Part of Asana practice is about eliminating unnecessary muscle tension, yes balanced alignment takes effort, but that effort works to effectively make the effort feel effortless.

Your body is designed to move and your knees are designed to bend, and trying to make your body flexible by limiting natural movement (motion) is counterintuitive  and only works to impede your natural functional abilities.

Your laboring body produces adrenaline for several reasons during birth, one of these reasons is to encourage you to utilize movement, flexibility, and gravity.

Laboring at your own pace, without either hurry or interference represents a form of effort that done with patience, devotion and faith will make your efforts seem effortless.

Trying to give birth by limiting natural movement (confined to a hospital bed, strapped to a multitude of machines) is counterintuitive and only serves to impede the functional physiological ability of your birthing body.

Our spines are designed to hold four complimentary curves that support and cushion our movements. Think of a curve like the body’s built in shock absorber.
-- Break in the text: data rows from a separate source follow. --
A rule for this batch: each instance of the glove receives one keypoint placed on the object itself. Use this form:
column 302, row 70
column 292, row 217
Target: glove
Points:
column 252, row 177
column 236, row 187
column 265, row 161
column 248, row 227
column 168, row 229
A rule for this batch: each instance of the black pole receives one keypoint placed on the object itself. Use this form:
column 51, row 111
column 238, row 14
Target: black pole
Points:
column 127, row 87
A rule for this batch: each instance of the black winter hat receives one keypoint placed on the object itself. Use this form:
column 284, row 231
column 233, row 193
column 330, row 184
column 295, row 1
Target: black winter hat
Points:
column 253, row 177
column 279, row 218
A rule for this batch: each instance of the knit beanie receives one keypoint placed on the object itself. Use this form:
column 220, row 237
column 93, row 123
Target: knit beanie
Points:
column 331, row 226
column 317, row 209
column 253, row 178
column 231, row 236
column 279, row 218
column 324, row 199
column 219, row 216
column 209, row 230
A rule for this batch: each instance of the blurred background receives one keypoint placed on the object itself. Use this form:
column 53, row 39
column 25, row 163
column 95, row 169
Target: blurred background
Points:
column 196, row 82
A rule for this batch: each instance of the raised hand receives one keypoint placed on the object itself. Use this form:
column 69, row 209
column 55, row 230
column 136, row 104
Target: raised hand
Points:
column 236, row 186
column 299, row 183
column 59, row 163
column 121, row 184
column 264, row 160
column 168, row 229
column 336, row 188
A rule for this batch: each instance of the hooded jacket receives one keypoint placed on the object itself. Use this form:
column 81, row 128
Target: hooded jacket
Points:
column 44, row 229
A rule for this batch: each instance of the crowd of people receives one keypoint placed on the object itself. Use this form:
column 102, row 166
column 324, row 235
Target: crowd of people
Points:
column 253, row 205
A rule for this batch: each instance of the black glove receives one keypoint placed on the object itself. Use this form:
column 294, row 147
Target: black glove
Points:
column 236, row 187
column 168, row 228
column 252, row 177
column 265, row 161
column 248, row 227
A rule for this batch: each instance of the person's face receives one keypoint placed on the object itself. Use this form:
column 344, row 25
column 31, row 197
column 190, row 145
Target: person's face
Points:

Being upright, utilizing both movement and gravity during the First Stage of labor works with these natural curves—facilitating the opening of the cervix and the movement of the baby down into the pelvis.

Being upright, utilizing both movement and gravity during the Second Stage of labor continues to work with these natural curves—giving birth on your back flattens out these curves and this translates into positions where you must quite literally push your baby uphill to be born.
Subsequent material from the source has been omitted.